In general I agree that Civ 4 completely nailed the trade off between expansion and current power. Expanding has a short term cost as the cost of supporting the new city significantly outweighs the benefits gained from it (plus of course the time spent building the settler). This means less military, economic and research power in the short term. But if the player can manage to avoid being wiped out and can avoid completely nose-diving their economy in the long term the expansion will pay off as the output from the new city exceeds the costs of having it.
This is a standard strategy game trade off ("guns or butter") and is how it should be if you want the two extremes of empire building expansion and rush military style play to both be viable (of course some sort of a middle road is usually the best strategic option but the main point is that there are trade offs and benefits from going in either direction).
My idea would be complicated in execution but simple in concept: make higher level cities more valiable- to the point where 1 lvl 3 city is easily worth 3 lvl 1 cities. Maybe make some of the city buildings increase in power per level, have wonders require a lvl 3 city, and multiple wonders a lvl 4.
After playing some Civ V, I noticed that game made expansion a pretty annoying slog with unhappiness, so that concept might work here using different mechanics.
Isn't the most obvious solution already in the game as a concept? If I want my units to have more soldiers, I need to research certain techs. If I want my army stacks to contain more units, I need to research certain techs.
So, solution: allow all civilizations to start with a maximum of 3 cities, and add say 4 of 5 techs to the research trees to increase this number. Rationale behind it would be that it would take a more advanced civilization to efficiently manage a larger number of cities.
Optionally, you could allow the civilizations to exceed this number, but only at a hefty cost in unrest. So for every city exceeding the maximum allowed by research, unrest in all cities increases by say 10%.
Making governors all the more valuable to boot! Good idea!
I opened a seperate thread for this discussion. This one derailed pretty bad from its original intent.

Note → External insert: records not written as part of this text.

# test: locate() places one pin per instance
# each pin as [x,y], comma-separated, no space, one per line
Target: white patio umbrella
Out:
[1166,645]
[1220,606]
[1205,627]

https://forums.elementalgame.com/439133 <- here ya go
Another good idea!
Ahem... So, uh, Brad, how's the AI going? I was pleased to see a Death Demon leave his lair and turn AI Procipinee's Tenfell into Moria
An interesting idea to slow down the rapidity of expansion and whilst it incredibly motivates both player's and AI to just research, research, research, it would end up making Research traits, Research Improvements, and Conclave's overpowered.
Restricting cities how armies are restricted would prevent countless strategies players would want to pursue. I think the army system is worth keeping it, and the city-spam not being handled this route. The strategy game would become one-sided with Research as the #1 priority for just those specific techs.
---Stopping the city talk here now---... My apologies***
Come over to the other thread, dude
Well expect riots with 1.2 since the turn time is increased significantly on large maps because the AI is a lot smarter. That's the trade off.